É moeda corrente que o Brasil é um dos países de maior desigualdade social do mundo. Temos um longo histórico nesta tradição, demonstrando o quão persistente é nossa desigualdade. Nosso ranking global é dos piores. Disso já sabemos não é de hoje. Somos constantemente bombardeados com comparações entre o nosso país e outros para cima e para baixo na escala de presença mundial. Em muitos casos, ficamos ruborizados com os resultados destas comparações. Desta situação decorrem não só estratégias para que tentemos melhorar nosso posto – tantas vezes sem sucesso -, mas também, para acalentá-las, reflexões e investigações acerca do como vamos neste quesito, para entendermos os caminhos trilhados e que nos trouxeram a tal ponto.

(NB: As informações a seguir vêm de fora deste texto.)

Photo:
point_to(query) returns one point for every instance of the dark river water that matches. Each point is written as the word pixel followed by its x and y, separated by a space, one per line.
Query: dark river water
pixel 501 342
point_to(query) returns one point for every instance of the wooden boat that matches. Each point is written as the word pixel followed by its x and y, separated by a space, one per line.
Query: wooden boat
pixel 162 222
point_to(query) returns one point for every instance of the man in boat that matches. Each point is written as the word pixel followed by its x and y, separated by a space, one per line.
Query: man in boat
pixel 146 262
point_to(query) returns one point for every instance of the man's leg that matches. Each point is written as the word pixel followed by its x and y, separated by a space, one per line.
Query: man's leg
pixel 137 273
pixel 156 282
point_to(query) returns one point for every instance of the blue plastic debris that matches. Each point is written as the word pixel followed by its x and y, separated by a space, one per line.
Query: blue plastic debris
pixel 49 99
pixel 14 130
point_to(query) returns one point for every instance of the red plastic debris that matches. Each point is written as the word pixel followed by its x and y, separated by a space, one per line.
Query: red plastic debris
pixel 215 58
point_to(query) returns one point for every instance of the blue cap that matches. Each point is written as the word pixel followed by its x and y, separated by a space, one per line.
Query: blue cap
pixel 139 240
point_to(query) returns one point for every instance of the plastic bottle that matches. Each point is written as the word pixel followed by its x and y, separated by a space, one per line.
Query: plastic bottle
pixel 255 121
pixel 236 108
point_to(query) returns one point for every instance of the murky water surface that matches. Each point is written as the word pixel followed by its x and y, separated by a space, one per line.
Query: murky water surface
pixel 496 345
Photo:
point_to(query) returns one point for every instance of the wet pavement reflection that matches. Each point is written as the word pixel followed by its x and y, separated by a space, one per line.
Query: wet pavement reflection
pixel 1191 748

O livro de Adalberto Cardoso traz aos leitores um novo alento nesta direção. Incorporando o “mundo do trabalho” em tal mirada, se coloca, de forma instigante, a questão da persistência da referida desigualdade em conexão com “os mecanismos de vertebração da sociedade brasileira”, no percurso de nossa experiência em termos de construção da sociedade do trabalho.

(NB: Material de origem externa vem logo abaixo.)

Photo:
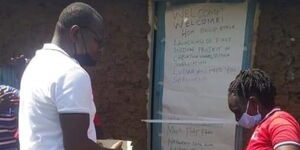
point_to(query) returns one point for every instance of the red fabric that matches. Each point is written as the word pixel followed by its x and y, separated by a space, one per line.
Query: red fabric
pixel 97 120
pixel 275 129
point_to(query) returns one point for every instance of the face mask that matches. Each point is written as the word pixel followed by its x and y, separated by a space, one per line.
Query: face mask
pixel 248 121
pixel 84 59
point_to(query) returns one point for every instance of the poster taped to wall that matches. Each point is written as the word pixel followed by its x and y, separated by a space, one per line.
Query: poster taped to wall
pixel 204 46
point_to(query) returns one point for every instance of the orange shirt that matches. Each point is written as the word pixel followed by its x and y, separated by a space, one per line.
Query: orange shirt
pixel 276 129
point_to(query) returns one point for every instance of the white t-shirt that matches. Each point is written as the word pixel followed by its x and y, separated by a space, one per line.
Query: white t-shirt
pixel 52 83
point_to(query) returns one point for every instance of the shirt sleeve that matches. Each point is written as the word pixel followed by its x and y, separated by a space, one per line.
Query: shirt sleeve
pixel 73 92
pixel 284 131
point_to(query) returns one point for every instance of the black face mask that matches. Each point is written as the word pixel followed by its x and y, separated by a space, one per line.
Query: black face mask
pixel 84 59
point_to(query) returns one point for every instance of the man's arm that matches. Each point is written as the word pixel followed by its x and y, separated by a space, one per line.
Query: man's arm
pixel 74 127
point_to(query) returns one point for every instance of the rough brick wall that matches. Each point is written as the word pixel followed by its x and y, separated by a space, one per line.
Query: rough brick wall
pixel 119 80
pixel 278 51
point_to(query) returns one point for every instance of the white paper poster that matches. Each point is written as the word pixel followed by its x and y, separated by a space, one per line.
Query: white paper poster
pixel 203 53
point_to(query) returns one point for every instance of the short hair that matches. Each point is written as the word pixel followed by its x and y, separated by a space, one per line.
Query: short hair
pixel 254 82
pixel 80 14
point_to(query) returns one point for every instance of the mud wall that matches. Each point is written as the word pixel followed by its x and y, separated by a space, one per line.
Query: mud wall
pixel 278 51
pixel 120 78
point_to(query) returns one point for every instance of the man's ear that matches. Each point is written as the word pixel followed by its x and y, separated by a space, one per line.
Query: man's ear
pixel 254 99
pixel 74 32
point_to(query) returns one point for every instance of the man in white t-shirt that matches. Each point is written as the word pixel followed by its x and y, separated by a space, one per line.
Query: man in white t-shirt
pixel 57 108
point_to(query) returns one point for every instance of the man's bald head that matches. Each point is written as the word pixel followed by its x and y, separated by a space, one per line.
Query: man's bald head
pixel 79 14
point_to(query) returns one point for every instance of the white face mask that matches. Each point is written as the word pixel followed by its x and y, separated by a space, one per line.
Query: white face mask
pixel 248 121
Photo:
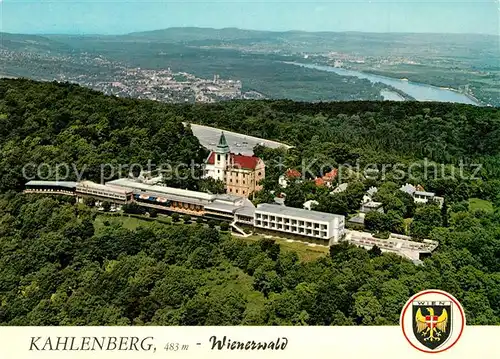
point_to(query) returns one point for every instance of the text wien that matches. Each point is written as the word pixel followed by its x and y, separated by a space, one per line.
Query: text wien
pixel 224 343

Antes de qualquer coisa, é preciso que se diga que Cardoso primou em seu trabalho pela combinação bem medida, nem tão fácil, nem tão trivial, das perspectivas ‘quali’ e ‘quanti’, o que tem sido uma das características de seus investimentos ao longo de sua trajetória de pesquisa. Aos leitores é fornecido um conjunto de dados produzidos pela literatura sociológica e historiográfica, sempre em diálogo constante com o campo analítico e suas formulações teóricas pertinentes. Transita-se por achados provenientes de análises historiográficas, survey, entrevistas, análise de trajetórias etc. Além disso, percorrendo período lato de tempo, necessário ao tratamento da questão, efetiva finas análises em seu percurso histórico e sociológico, produzindo o que o autor define como “uma sociologia historicamente referenciada”. O leitor é conduzido por operações analíticas que incluem processos ‘macro’ e ‘micro’, os quais, articulados, fornecem uma ampliação da capacidade de entendimento do tema em tela. Ressalte-se, ainda, que dada a forma de redação e desenvolvimento do texto, ele se torna acessível a um público mais amplo que o acadêmico.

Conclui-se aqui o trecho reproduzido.